Unfortunately the news was that my friend had been laid off on Friday, along with 12 others. Hmmm. Not good. So I was a little bummed out and feeling back at square one again.

Then yesterday I received an email from another friend at an agency where I've never worked (imagine that!) asking me if I was still looking for employment. Yes indeed. He has given his two weeks' notice and, although the agency isn't planning to fill the position right away, he asked me to send my resume. It's amazing how these little glimmers of hope can perk us up. And unlike many of the other options I have, this one would be a good match. Not only would there be no relocation required (if the position is exactly what I've been doing for the past 8 years), but I'd be able to work from my home office. No rush hour commute; no weekly pumping of $60 into the gas tank.

Things are starting to come together and gel, if only slightly. While I often wish I'd applied myself in college and perhaps gotten an MBA, there are still no guarantees in life, particularly now in 2008 and beyond. And who am I kidding anyway? An MBA? Like I'd been happy putting on a white shirt and a tie every day for the past 25 years to go crunch numbers in an office?

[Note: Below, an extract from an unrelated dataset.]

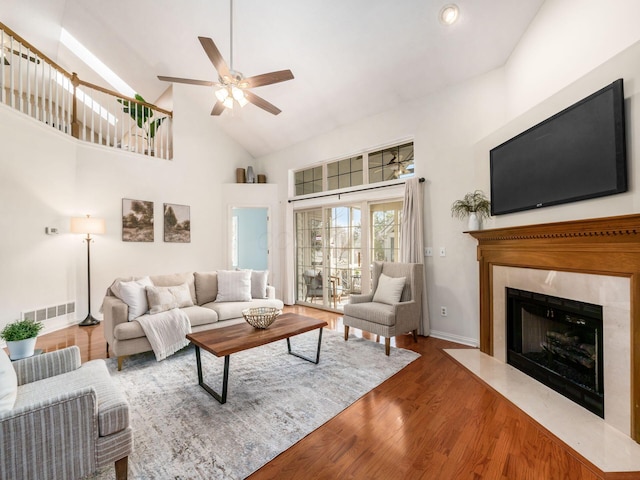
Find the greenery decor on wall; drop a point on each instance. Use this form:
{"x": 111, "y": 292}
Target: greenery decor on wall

The fact is, I enjoy crunching numbers -- to the fraction. I'm good at it. And I'm able to do it in my current line of work. No uniforms required. I am actually fortunate to have landed in a field of work where friendships and made and endure. It's a tight-knit group of people and we all seem to enjoy helping each other out when we can. This is not an industry in which burning bridges is a good idea.

2008 has taken a heavy toll on me though. I didn't plan to even look for work during the first 6 weeks of the year; I wanted to focus on finishing up a few projects around the house. I did not accomplish that. Each passing week got me into a bluer funk until March arrived with a bang -- when txrad spent 2 days in the hospital after a nasty fall, I wrecked my car, and spiraled into a state of depression so severe that the entire month is mostly a blur now.

Positive things are starting to happen again. Spring-like things. New growth, new opportunities. Getting the yard mowed after two years of neglect has had a wonderful impact on my outlook. Getting the garden ready for planting veggies gives me optimism. And within a week I'll be scheduling a contractor to have a new roof and new windows put on the house, both necessary and long overdue. And both very expensive.

Those two projects have had me feeling a lot of anxiety. It will require me tapping into every dime I socked away -- money I have been relying on to get me through prolonged unemployment if necessary. However, these improvements must not be viewed as squandering money, but investing in our house. Should the worst-case scenario prevail and we need to sell and move for whatever reason, that money could be recouped by a higher sales price on a home that is move-in ready with no pending repairs needed.

Finally, the time feels right and I am moving ahead with a feeling of certainty and confidence. And by unblocking myself and my environment to allow some movement and energy flow, I believe the employment picture will soon brighten as well. I welcome the stability. Being in a state of limbo and uncertainly is fun, but only for awhile; 28.8% of my year is quite enough.